Tout compte fait, chaque euro investi dans ces mesures rapporte quatre euros en gain sur les dépenses de santé à long terme (car moins de maladies à traiter et de pertes sur le marché du travail). « Même si ces mesures peuvent être coûteuses (leur mise en place coûterait 148 millions d'euros par an, la plus "chère" étant le remboursement des substituts nicotiniques, qui s'est élevé à 132 millions d'euros en 2021, N.D.L.R.), elles valent la peinent, non seulement pour la santé des individus, mais aussi pour celle du système de santé », commente Francesca Colombo.
François Beck, directeur de la prévention à SPF, a, quant à lui, insisté sur l'importance de combiner toutes ces mesures pour espérer d'ici à 2030, une génération sans tabac. « Il faut coupler les mesures individuelles à celles qui portent sur l'environnement (hausse des prix du tabac, interdiction de la publicité), dans le souci de réduire les inégalités sociales ».
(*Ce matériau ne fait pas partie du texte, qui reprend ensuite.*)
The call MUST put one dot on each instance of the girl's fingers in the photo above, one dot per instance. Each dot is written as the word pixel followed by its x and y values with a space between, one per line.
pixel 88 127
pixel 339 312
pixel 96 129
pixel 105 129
94 millions d'euros économisés grâce au Mois SansTabac
L'OCDE s'est par ailleurs penchée plus spécifiquement sur la campagne Mois Sans Tabac qui a déjà permis d'augmenter le taux de sevrage tabagique de 21 % entre 2016 et 2020.
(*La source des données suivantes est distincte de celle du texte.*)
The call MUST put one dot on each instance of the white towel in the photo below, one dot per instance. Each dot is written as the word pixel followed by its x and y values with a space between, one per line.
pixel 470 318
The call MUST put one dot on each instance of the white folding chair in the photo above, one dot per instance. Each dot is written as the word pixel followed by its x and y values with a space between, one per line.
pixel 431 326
La campagne de marketing social devrait permettre en 2023 et 2050 d'éviter plus de 500 000 MNT (241 000 cas d’infections respiratoires basses, 44 000 cas de BPCO et 28 000 cas de cancers), d'économiser 94 millions d'euros par an en moyenne sur les dépenses de santé, (pour un coût par année d’environ 12 millions par an) et d'ajouter 2 800 travailleurs par an au marché du travail. Pour chaque euro investi dans Mois Sans Tabac, plus de sept sont économisés sur les dépenses de santé du fait de l’arrêt du tabagisme.
Toutefois, les effets du Mois Sans Tabac et plus largement de la politique anti-tabac risquent d'être moindres qu'attendus, de l'ordre de 10 à 15 % sous l'effet du Covid. Selon les dernières données de SPF, la baisse du tabagisme constatée depuis 2016 connaît un coup d'arrêt en 2022, tandis que les inégalités sociales se creusent. Un quart des fumeurs ont ainsi augmenté leur consommation lors du premier confinement, et le nombre d'appel au service d'aide au sevrage a diminué. « Nous n'avons pas pu réaliser toutes nos actions de proximité sur le terrain en 2020 et 2021 », a regretté Viêt Nguyen Thanh, responsable de l'unité addictions à SPF.
« Mais même en tenant compte de ce ralentissement, le train de mesures pris depuis 2016 est rentable et constitue un excellent investissement », a encouragé Francesca Colombo de l'OCDE. Autant d'arguments pour poursuivre ces politiques de santé publique.